Massachusetts’ Roberta Warshaw creates her designs from a number of small stamps in a collection that she shows off here. Lately she’s inverted those assembled designs, creating an even more interesting effect as shown on the Faux Verdigris pendant here.

“I actually like the way they look better than the original impressed stampings. they have so much more depth this way. They feel much more like a small painting to me,” she says. See them all here and here.

When you don’t know which end is up, try making an “innie” an “outie.”

Bobble head polymer

Renner's Bobble Heads

Texas’ Lisa Renner finds her seeds of inspiration in pods. This mixed media artist will be teaching a polymer pod head doll class in July at the Austin All Dolls Are Art conference. It’s based on an article she wrote for the Autumn 2011 Art Doll Quarterly magazine.
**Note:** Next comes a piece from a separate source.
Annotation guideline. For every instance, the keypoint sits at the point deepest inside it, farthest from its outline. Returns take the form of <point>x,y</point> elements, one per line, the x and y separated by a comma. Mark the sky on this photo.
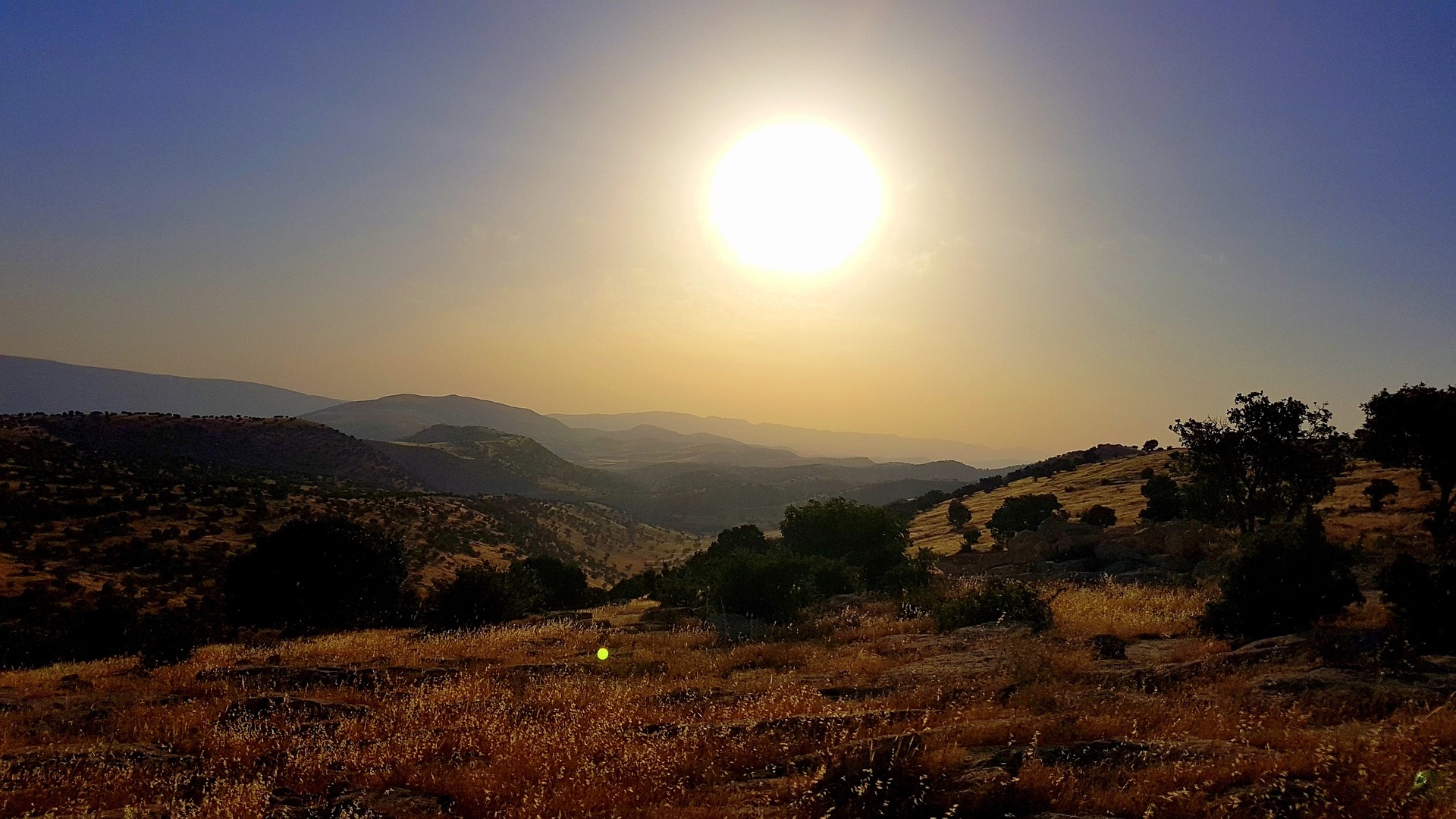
<point>1098,218</point>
A second class will feature these polymer bobble head dolls with abstract pillow bead bodies. They bob and weave on their wire supports.

Renners Bird Peeps

The Bird Peeps are from another mixed media class. Check out her galleries to see all the textures and artforms she mixes into what she calls her visual poetry.

Energy like bubbles

Moeller-Smith pendants

A little texture, a little mokume gane, some shape and a whole lot of spring color make these pendants by Warren and Robbin Moeller-Smith into a bunch of fun. There’s more on Flickr.

Their textured bronze bails fold over the top edges to create perfect companions for polymer pendants. These artists/sailors create on a floating studio in the South Pacific.

In the tagline for their Artistic Energy series of pendants they ask, “Where does it come from? Like bubbles on the sea –sometimes there, sometimes not.” Where will your artistic energy come from this week?